Implementation:Volcengine Verl SAPO Training Script
| Knowledge Sources | |
|---|---|
| Domains | Reinforcement_Learning, Training_Scripts, RLHF |
| Last Updated | 2026-02-07 18:00 GMT |
Overview
Concrete tool for running SAPO (Smooth Advantage Policy Optimization) training on Qwen3-30B-A3B-Base using the verl framework with Slurm multi-node orchestration.
Description
This shell script provides a complete, production-ready training configuration for the SAPO algorithm on the Qwen3-30B-A3B-Base model. SAPO replaces the standard PPO clipping mechanism with a smooth exponential advantage function controlled by positive and negative temperature parameters (tau_pos, tau_neg). The script handles:
- Slurm job submission with multi-node Ray cluster initialization
- Dataset preparation (DAPO-Math-17k for training, AIME-2024 for testing)
- FSDP or Megatron-LM backend selection for distributed training
- vLLM-based async rollout generation with configurable tensor/data/expert parallelism
- DAPO reward manager with overlong buffer penalty configuration
- WandB experiment tracking
Usage
Use this script when training a large MoE language model (Qwen3-30B-A3B) with the SAPO algorithm on a Slurm-managed GPU cluster.
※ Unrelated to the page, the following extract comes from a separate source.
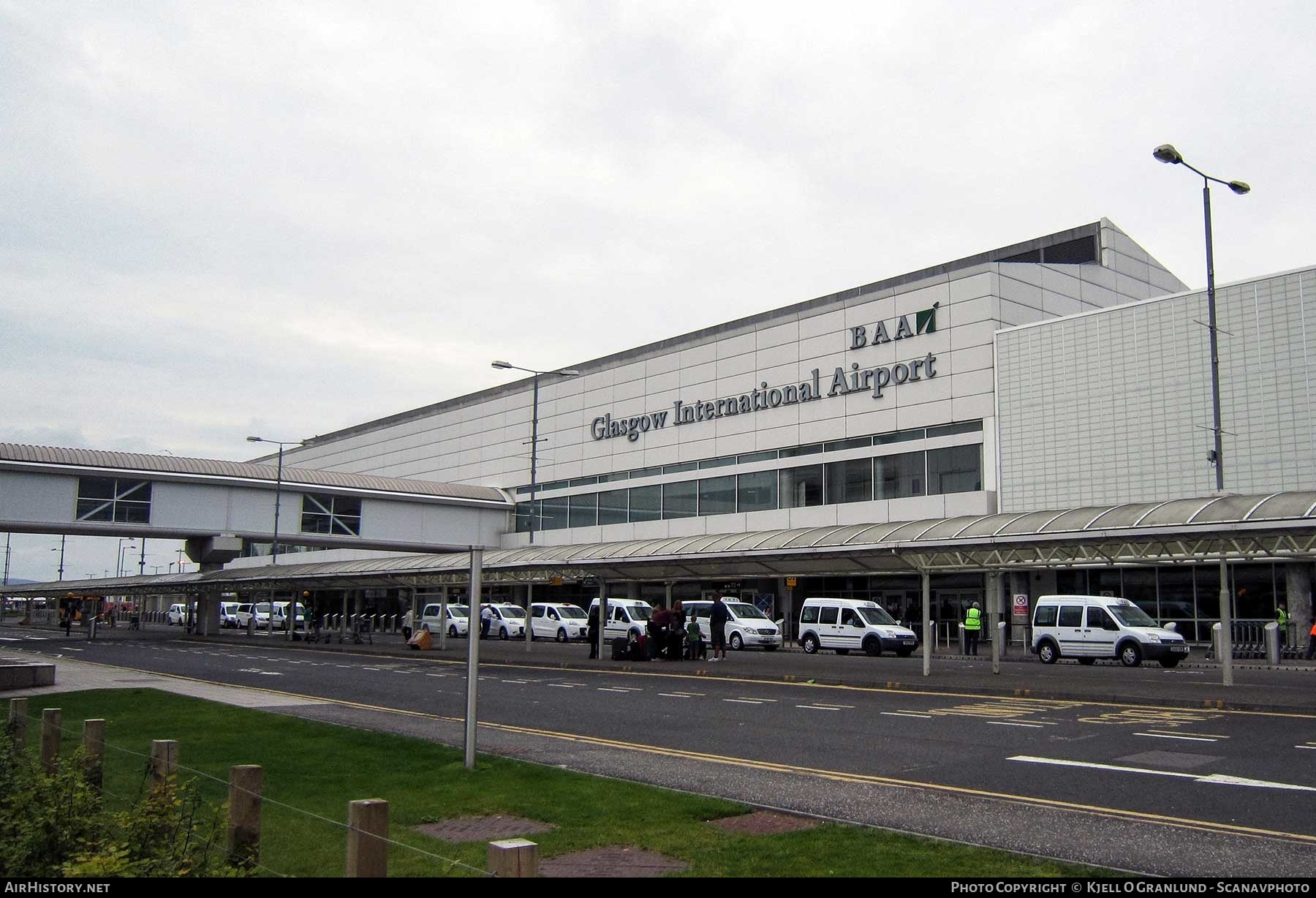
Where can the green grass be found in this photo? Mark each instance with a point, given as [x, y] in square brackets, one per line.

It serves as the reference example for SAPO configuration in verl, demonstrating how to set the smooth advantage parameters (tau_pos, tau_neg) and loss_mode=sapo.
Code Reference
Source Location
- Repository: Volcengine_Verl
- File: examples/sapo_trainer/run_qwen30b_sapo.sh
- Lines: 1-373
Signature
#!/bin/bash
#SBATCH --job-name=sapo-30B
#SBATCH --nodes=1
#SBATCH --ntasks-per-node=1
#SBATCH --cpus-per-task=128
#SBATCH --gres=gpu:8
#SBATCH --gpus-per-node=8
# Key algorithm parameters:
adv_estimator=grpo
loss_mode=sapo # SAPO uses smoothing, not clipping
tau_pos=1.0 # Positive advantage temperature
tau_neg=1.05 # Negative advantage temperature
# Training launch:
python -m verl.trainer.main_ppo \
--config-path=./config \
--config-name=$CONFIG_NAME \
algorithm.adv_estimator=$adv_estimator \
actor_rollout_ref.actor.policy_loss.loss_mode=${loss_mode} \
actor_rollout_ref.actor.tau_pos=$tau_pos \
actor_rollout_ref.actor.tau_neg=$tau_neg \
...
Import
# Shell script — invoked via sbatch or bash:
sbatch examples/sapo_trainer/run_qwen30b_sapo.sh
# or
bash examples/sapo_trainer/run_qwen30b_sapo.sh
I/O Contract
Inputs
| Name | Type | Required | Description |
|---|---|---|---|
| WANDB_API_KEY | env var | Yes | WandB API key for experiment logging |
| DATA_ROOT | env var | No | Root directory for datasets and checkpoints (defaults to PWD) |
| actor_model_path | config | Yes | HuggingFace model path (default: Qwen/Qwen3-30B-A3B-Base) |
| loss_mode | config | Yes | Must be "sapo" to enable smooth advantage (default: sapo) |
| tau_pos | float | Yes | Positive advantage smoothing temperature (default: 1.0) |
| tau_neg | float | Yes | Negative advantage smoothing temperature (default: 1.05) |
| train_files | path | Yes | Path to training parquet (DAPO-Math-17k) |
| test_files | path | Yes | Path to test parquet (AIME-2024) |
Outputs
| Name | Type | Description |
|---|---|---|
| checkpoint/ | directory | Model checkpoints saved at configured frequency |
| WandB logs | metrics | Training metrics logged to WandB project |
| stdout/stderr | logs | Slurm job output files in logs/sapo/30B/ |
Usage Examples
Basic Slurm Submission
# Submit SAPO training job on Slurm cluster
export WANDB_API_KEY=your_key_here
sbatch examples/sapo_trainer/run_qwen30b_sapo.sh
Local Single-Node Run
# Run locally without Slurm (ensure Ray and 8 GPUs available)
export WANDB_API_KEY=your_key_here
export DATA_ROOT=/data/experiments
bash examples/sapo_trainer/run_qwen30b_sapo.sh
Key SAPO Parameters
# The SAPO-specific parameters in the script:
loss_mode=sapo # Use smooth advantage instead of PPO clipping
tau_pos=1.0 # Temperature for positive advantages
tau_neg=1.05 # Temperature for negative advantages (slightly > tau_pos)
# Per the paper (arXiv:2511.20347), tau_neg > tau_pos creates asymmetric
# smoothing that penalizes bad actions more than it rewards good ones.